Re: [RFC PATCH] migrate_pages: Never block waiting for the page lock

"Huang, Ying" <ying.huang@xxxxxxxxx> · Mon, 17 Apr 2023 09:14:38 +0800

Doug Anderson <dianders@xxxxxxxxxxxx> writes:

> Hi,
>
> On Thu, Apr 13, 2023 at 8:10 PM Huang, Ying <ying.huang@xxxxxxxxx> wrote:
>>
>> Douglas Anderson <dianders@xxxxxxxxxxxx> writes:
>>
>> > Currently when we try to do page migration and we're in "synchronous"
>> > mode (and not doing direct compaction) then we'll wait an infinite
>> > amount of time for a page lock. This does not appear to be a great
>> > idea.
>> >
>> > One issue can be seen when I put a device under extreme memory
>> > pressure. I took a sc7180-trogdor Chromebook (4GB RAM, 8GB zram
>> > swap). I ran the browser along with Android (which runs from a
>> > loopback mounted 128K block-size squashfs "disk"). I then manually ran
>> > the mmm_donut memory pressure tool [1]. The system is completely
>> > unusable both with and without this patch since there are 8 processes
>> > completely thrashing memory, but it was still interesting to look at
>> > how migration was behaving. I put some timing code in and I could see
>> > that we sometimes waited over 25 seconds (in the context of
>> > kcompactd0) for a page lock to become available. Although the 25
>> > seconds was the high mark, it was easy to see tens, hundreds, or
>> > thousands of milliseconds spent waiting on the lock.
>> >
>> > Instead of waiting, if I bailed out right away (as this patch does), I
>> > could see kcompactd0 move forward to successfully to migrate other
>> > pages instead. This seems like a better use of kcompactd's time.
>> >
>> > Thus, even though this didn't make the system any more usable in my
>> > absurd test case, it still seemed to make migration behave better and
>> > that feels like a win. It also makes the code simpler since we have
>> > one fewer special case.
>>
>> TBH, the test case is too extreme for me.
>
> That's fair. That being said, I guess the point I was trying to make
> is that waiting for this lock could take an unbounded amount of time.
> Other parts of the system sometimes hold a page lock and then do a
> blocking operation. At least in the case of kcompactd there are better
> uses of its time than waiting for any given page.
>
>> And, we have multiple "sync" mode to deal with latency requirement, for
>> example, we use MIGRATE_SYNC_LIGHT for compaction to avoid too long
>> latency.  If you have latency requirement for some users, you may
>> consider to add new "sync" mode.
>
> Sure. kcompactd_do_work() is currently using MIGRATE_SYNC_LIGHT. I
> guess my first thought would be to avoid adding a new mode and make
> MIGRATE_SYNC_LIGHT not block here.
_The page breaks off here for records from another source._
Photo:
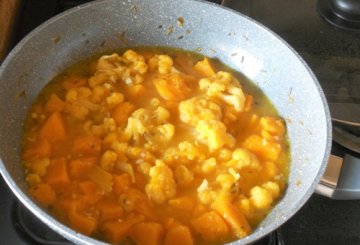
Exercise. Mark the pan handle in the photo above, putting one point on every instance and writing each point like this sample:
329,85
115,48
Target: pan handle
341,179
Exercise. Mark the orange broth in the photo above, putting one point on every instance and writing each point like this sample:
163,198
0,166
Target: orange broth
155,146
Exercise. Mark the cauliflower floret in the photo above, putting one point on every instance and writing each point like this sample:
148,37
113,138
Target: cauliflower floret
162,186
273,128
260,197
128,68
227,182
126,168
161,114
188,150
164,133
273,188
205,194
183,175
115,98
137,124
243,158
163,63
208,165
222,86
198,108
152,129
107,161
213,134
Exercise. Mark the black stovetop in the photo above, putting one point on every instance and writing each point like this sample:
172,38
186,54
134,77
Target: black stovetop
334,57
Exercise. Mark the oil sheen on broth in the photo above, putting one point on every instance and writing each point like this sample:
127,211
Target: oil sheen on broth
155,146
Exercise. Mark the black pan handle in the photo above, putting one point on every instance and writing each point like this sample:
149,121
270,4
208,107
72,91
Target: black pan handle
344,14
341,179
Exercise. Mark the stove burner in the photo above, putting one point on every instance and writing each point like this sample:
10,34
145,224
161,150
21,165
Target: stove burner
31,229
344,14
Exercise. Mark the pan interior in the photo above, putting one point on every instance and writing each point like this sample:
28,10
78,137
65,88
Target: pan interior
206,28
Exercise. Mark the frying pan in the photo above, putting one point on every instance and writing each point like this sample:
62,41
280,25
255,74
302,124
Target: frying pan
212,30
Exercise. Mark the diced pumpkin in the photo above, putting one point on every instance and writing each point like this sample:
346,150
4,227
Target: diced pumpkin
87,144
72,82
121,183
57,172
80,167
248,102
179,235
140,203
109,210
211,226
54,104
43,193
92,193
205,67
41,149
54,128
81,222
264,148
172,87
135,91
147,233
116,231
232,215
102,178
122,112
182,203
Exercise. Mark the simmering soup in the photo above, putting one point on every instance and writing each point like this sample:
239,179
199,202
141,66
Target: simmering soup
155,146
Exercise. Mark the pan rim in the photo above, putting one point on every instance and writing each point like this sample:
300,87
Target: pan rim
79,238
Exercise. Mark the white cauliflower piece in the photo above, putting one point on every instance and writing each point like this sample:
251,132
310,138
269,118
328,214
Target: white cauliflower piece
198,108
163,63
164,133
243,158
153,129
161,114
183,175
107,161
137,124
222,86
260,197
161,186
213,134
205,194
114,98
188,150
128,68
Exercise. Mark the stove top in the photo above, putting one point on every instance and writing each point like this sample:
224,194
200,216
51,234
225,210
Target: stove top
332,54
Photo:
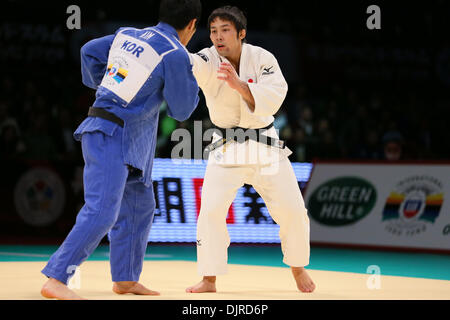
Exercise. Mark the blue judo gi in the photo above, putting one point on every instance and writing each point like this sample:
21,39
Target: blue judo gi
134,71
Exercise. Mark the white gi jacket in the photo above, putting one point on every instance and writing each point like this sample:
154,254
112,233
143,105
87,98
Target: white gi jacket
260,70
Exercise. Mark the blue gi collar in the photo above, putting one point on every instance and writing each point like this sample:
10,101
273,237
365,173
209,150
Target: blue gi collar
168,29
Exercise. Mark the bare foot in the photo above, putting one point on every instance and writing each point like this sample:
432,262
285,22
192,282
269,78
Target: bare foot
54,289
303,280
123,287
208,284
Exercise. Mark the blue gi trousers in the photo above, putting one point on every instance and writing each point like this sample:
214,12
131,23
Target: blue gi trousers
115,202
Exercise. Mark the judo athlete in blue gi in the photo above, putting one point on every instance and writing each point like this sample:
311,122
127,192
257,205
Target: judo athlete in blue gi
134,71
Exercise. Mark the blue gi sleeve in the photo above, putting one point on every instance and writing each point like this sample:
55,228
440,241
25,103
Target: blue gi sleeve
180,87
94,57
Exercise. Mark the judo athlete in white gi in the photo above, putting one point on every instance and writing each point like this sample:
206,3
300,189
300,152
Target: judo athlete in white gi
134,71
244,87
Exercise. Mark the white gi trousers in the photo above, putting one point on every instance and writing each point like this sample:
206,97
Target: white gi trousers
284,201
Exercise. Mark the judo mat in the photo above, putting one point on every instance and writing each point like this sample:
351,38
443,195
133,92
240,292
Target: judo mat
255,273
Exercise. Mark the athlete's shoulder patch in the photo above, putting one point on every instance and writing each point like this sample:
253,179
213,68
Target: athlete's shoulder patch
203,56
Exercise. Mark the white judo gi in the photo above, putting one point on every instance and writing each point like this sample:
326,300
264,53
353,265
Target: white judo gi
231,166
Then anyone that truly needs to
> wait for all the pages to be migrated can use the heavier sync modes.
> It seems to me like the current users of MIGRATE_SYNC_LIGHT would not
> want to block for an unbounded amount of time here. What do you think?

It appears that you can just use MIGRATE_ASYNC if you think the correct
behavior is "NOT block at all".  I found that there are more
fine-grained controls on this in compaction code, please take a look at
"enum compact_priority" and its comments.

Best Regards,
Huang, Ying